You are using 1/(p-1), while I used 1/p.

[jasonp]

Quote:

Originally Posted by smoking81

Silverman wrote in this same topic that the values of KS should be strictly positive. In fact when I got negative ones I had a bug in my code..

so I have more small primes in the FB when k=71... if the aim of evaluating ks is to achieve this result, then k=71 would be better than 1, isn't it?

The KS value corresponding to a given multiplier can be positive or negative, depending on the convention you choose. I find it more convenient to minimize a negative KS value, since this convention can be interpreted as the number of bits added to a random sieve value because of small primes. In that case you add log(sqrt(multiplier)) and subtract 2*log(prime p)/(p-1). You can also flip the signs of everything and maximize a positive KS value.

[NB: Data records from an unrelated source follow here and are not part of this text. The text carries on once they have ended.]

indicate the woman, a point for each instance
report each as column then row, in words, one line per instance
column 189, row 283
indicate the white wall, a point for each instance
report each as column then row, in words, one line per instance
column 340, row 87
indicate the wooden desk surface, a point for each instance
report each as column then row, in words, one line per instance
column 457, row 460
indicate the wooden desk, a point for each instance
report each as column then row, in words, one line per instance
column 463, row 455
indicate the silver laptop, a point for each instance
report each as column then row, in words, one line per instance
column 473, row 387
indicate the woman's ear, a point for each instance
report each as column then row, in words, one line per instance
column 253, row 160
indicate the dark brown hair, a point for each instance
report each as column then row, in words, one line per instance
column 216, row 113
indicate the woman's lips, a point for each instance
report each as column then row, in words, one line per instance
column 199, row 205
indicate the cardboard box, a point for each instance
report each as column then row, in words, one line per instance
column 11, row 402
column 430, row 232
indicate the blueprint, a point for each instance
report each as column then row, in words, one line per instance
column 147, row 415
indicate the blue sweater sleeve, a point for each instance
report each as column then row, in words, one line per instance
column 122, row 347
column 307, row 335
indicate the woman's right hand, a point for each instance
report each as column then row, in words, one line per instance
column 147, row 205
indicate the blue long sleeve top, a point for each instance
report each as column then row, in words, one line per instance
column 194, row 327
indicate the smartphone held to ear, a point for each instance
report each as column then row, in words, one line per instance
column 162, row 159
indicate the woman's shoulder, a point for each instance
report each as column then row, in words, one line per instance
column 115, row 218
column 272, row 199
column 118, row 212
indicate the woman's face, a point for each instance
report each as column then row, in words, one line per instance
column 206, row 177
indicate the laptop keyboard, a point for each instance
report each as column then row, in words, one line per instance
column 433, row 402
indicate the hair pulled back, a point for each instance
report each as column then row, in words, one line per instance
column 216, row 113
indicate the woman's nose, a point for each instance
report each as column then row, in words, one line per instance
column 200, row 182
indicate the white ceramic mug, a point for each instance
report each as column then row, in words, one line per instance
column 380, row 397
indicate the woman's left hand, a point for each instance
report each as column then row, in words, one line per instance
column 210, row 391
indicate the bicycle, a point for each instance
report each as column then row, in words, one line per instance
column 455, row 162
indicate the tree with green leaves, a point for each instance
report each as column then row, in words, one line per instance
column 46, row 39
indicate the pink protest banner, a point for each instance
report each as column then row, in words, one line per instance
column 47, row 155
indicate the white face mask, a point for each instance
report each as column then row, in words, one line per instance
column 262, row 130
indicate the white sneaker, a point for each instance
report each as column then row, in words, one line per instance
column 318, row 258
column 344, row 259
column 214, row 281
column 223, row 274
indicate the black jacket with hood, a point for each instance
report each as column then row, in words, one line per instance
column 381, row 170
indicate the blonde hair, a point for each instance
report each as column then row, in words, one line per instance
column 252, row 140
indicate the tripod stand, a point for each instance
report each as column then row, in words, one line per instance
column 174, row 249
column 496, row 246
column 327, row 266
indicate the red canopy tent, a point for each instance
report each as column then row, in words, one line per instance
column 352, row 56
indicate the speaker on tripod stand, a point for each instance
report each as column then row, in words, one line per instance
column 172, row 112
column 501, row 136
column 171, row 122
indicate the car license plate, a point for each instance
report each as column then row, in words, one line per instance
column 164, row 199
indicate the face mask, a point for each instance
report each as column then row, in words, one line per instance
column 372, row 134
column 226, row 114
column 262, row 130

Remember to account for the multiplier: your factor base can have more small primes but the multiplier could be too large, and sieve values could therefore grow on average, reducing the yield of relations.

[bsquared]

71 seems to work best in practice. Here are some timings for the 3 different multipliers mentioned so far:

no small prime variation:
k = 71, total time = 0.73sec
k = 1, total time = 0.8sec
k = 15, total time = 1sec

I use a KS method similar to jason's, except i test slightly more primes and multipliers, and maximize instead of minimize.

[Peter Hackman]

Quote:

Originally Posted by jasonp

The factor base should have more than 3000 entries; this is sufficient for self-initializing QS but not ordinary MPQS. Also, your input has 14 digits worth of small factors which you should find via other methods.

Unless my programs are completely wrong,
this number yields completely to Pollard rho; the largest prime factor (38 digits) can be certified by elementary means (Pratt)!